Beyond LIB aging, the impact of these optimized charging profiles on DAB converter reliability is examined by considering charging profiles as mission profiles. The results showed that the higher initial charging current in 5SCC profiles led to increased junction temperatures in power semiconductor switches, accelerating degradation and reducing converter lifetime. In contrast, constant current (CC) charging exhibited higher converter reliability due to lower thermal cycling stress on power components. This trade-off suggests that while 5SCC charging enhances LIB lifetime, it compromises power converter reliability due to increased thermal stress during the initial high-power charging stage.

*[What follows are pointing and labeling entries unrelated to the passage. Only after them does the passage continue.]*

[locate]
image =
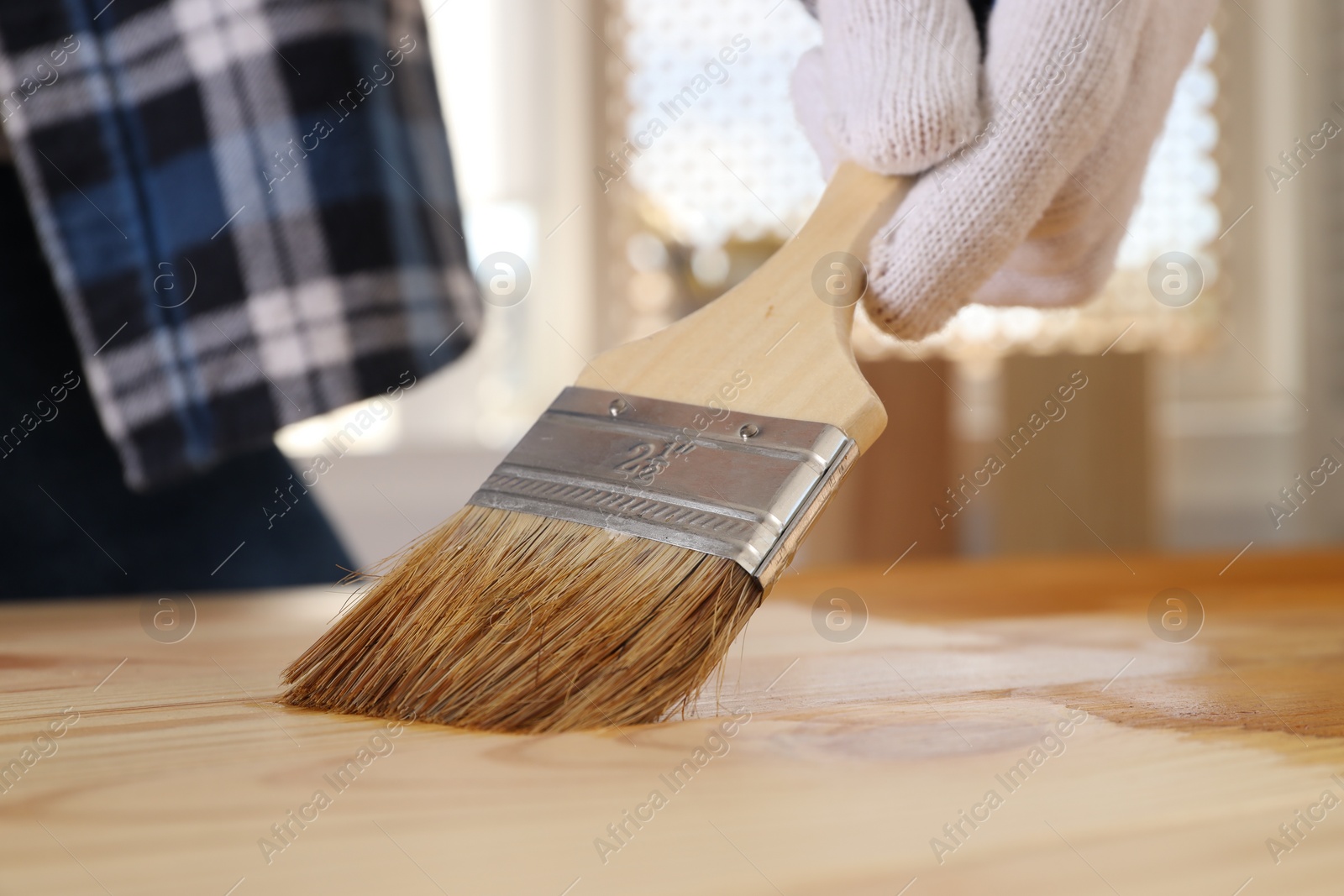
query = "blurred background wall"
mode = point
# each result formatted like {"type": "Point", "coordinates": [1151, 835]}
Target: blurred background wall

In addition, a co-optimization framework considering the LIB and the DAB converter lifetime using weighted sum optimization is applied. The weight factors are assigned based on the cost impact of LIB packs and fast EV chargers. The results showed that CC charging outperformed 5SCC in terms of overall system reliability but required approximately 10% longer charging time. However, from a fast-charging perspective, the Tavg-based optimized 5SCC profile appeared as the most balanced solution, offering enhanced LIB lifetime, better converter reliability relative to other 5SCC profiles, and reduced charging duration.